Nebius Token Factory: Cut AI Inference Costs by 70% with Open-Source

Key Takeaways

Enterprises often hit a wall trying to deploy promising open-source AI models, despite their potential for lower costs and greater flexibility. The "plumbing" of optimization and deployment is complex.
Nebius Token Factory offers managed inference, abstracting away this complexity and making open-source models viable for production workloads.
Through techniques like model distillation, caching, and spec decoding, Token Factory can reduce AI inference costs by up to 70% compared to frontier models.
Companies like Revolut, which once spent 99% of their AI budget on closed models, are now shifting to open-source by building internal experimentation engines.
The real prize isn't just cheaper inference, but the ability to quickly tune and evolve models with proprietary data, accelerating product growth for specific use cases.

The Method: Making Open-Source AI Inference Work for Real Businesses

Many founders eye open-source AI models as a path to lower costs and greater control, believing they can simply download weights from Hugging Face and watch the magic happen. Roman Chernin, co-founder of Nebius, pulls back the curtain on this fantasy. As he puts it, you might read that “there are a lot of great open source models that on the benchmarks are close to open AI…and you think oh great it will be 10 times cheaper inference is cheaper.” The reality, Chernin says, is that you “take the weights…and then it doesn't work.”

The problem isn't the models themselves; it's the operational headache—the unseen "plumbing"—of making them reliable, cost-efficient, and scalable for enterprise use. Businesses demand reliability and ease, but deploying open-source models requires deep expertise in optimization. Nebius Token Factory steps in to bridge this gap, offering a managed inference platform specifically designed for open-source and specialized models. This means enterprises can run existing vanilla open-source models or deploy their own fine-tuned weights, while Nebius handles the backend complexity.

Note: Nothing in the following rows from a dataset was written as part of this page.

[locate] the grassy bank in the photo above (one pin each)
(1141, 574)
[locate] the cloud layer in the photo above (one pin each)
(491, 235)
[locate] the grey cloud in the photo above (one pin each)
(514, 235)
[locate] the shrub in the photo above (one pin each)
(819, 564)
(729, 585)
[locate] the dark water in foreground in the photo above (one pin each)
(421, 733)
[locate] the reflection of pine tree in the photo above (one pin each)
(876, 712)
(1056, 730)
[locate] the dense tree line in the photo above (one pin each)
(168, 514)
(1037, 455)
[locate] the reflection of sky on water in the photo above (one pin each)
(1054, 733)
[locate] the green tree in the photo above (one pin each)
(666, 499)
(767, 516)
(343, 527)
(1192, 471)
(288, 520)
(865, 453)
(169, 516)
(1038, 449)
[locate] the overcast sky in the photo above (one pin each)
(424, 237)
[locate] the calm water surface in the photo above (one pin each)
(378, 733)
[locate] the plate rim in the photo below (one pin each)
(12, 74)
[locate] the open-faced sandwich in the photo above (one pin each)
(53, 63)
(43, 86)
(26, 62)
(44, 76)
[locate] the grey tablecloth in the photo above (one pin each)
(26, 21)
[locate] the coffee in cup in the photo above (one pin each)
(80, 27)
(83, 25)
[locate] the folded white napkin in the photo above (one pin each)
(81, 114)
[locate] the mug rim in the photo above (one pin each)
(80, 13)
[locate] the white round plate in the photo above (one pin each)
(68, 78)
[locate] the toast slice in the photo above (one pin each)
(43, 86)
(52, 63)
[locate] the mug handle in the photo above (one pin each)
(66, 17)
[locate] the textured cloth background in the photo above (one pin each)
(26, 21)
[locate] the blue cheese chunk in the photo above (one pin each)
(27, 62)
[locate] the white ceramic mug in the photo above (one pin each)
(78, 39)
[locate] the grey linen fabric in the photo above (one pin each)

Chernin details the specific optimization techniques that drive significant cost savings. These include model distillation, which creates smaller models that maintain the same quality, alongside sophisticated caching strategies and spec decoding. By applying these methods, Token Factory can deliver up to a 70% reduction in inference costs. This isn't just about saving money; it’s about enabling rapid model evolution and supporting a wider range of use cases that were previously uneconomical with expensive, closed-source models.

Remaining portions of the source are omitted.